Broch of Inshlampie is an Iron Age broch in Scotland.

==Location==
Located in Farr, Sutherland, this possible broch is situated in a highly defensible position overlooking the river Naver. Ravines flank Inshalampie to the north and south.

Inshlampie broch is situated in a rich archaeological landscape; Skaill chambered cairn is across the Naver river and a burial ground is situated north of the cairn. Along the Inshlampie burn are hut circles and south of the broch are settlement ruins.

==Description==
No chambers are visible in the remains of this broch, though it is presumed that the entrance is located on the west-north-west side. The approximate external diameter of this possible broch is 15.5 metres, with an internal diameter of 6.5 metres. In the early 20th century AD the walls were preserved up to a height of 1.2 metres, though this had decreased significantly over time so that by the mid 1980s very little of the broch remained visible.

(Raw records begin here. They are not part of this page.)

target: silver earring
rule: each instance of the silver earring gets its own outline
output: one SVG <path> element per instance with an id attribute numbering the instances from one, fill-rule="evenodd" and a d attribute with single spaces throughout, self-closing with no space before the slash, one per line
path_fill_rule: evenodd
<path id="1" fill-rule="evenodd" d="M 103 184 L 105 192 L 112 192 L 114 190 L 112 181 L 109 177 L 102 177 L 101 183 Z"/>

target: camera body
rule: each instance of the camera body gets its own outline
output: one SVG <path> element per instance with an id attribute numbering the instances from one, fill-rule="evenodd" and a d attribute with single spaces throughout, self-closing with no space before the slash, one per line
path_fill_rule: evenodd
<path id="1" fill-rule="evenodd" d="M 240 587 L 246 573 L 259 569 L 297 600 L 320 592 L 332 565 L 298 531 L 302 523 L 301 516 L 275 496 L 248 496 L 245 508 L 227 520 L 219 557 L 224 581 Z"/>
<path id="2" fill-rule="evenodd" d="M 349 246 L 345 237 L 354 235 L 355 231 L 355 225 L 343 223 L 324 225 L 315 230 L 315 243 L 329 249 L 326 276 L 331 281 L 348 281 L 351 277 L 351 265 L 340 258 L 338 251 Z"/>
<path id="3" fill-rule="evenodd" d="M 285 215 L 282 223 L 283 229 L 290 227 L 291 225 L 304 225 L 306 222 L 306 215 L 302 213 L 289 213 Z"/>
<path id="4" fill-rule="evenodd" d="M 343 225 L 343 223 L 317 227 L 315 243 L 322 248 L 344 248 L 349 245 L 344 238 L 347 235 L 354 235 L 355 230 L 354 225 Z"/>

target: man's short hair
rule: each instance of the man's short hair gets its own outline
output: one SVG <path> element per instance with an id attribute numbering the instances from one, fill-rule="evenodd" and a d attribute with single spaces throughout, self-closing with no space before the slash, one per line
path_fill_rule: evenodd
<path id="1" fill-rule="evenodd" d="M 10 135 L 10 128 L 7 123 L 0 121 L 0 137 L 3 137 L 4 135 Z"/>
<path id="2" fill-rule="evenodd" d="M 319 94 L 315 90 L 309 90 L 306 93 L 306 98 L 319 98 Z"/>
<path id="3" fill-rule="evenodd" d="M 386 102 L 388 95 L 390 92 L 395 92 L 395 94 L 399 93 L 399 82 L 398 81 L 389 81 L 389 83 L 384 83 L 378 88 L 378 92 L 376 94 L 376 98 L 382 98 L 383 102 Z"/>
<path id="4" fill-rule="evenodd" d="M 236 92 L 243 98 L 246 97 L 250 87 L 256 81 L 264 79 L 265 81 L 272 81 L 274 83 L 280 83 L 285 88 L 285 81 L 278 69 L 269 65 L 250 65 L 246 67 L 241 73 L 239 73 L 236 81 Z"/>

The remains of other structures were visible on the terraced land between the west side of the broch and the river, and on the east side of the broch was another terrace that may have been bordered by a ditch that was situated across the promontory. Traces of enclosures can be seen to the south and east of the broch mound and there are further traces of a large wall at the foot of the outer slope. Without the current tree cover, the Langdale Broch 4 kilometers to the south-west would be visible.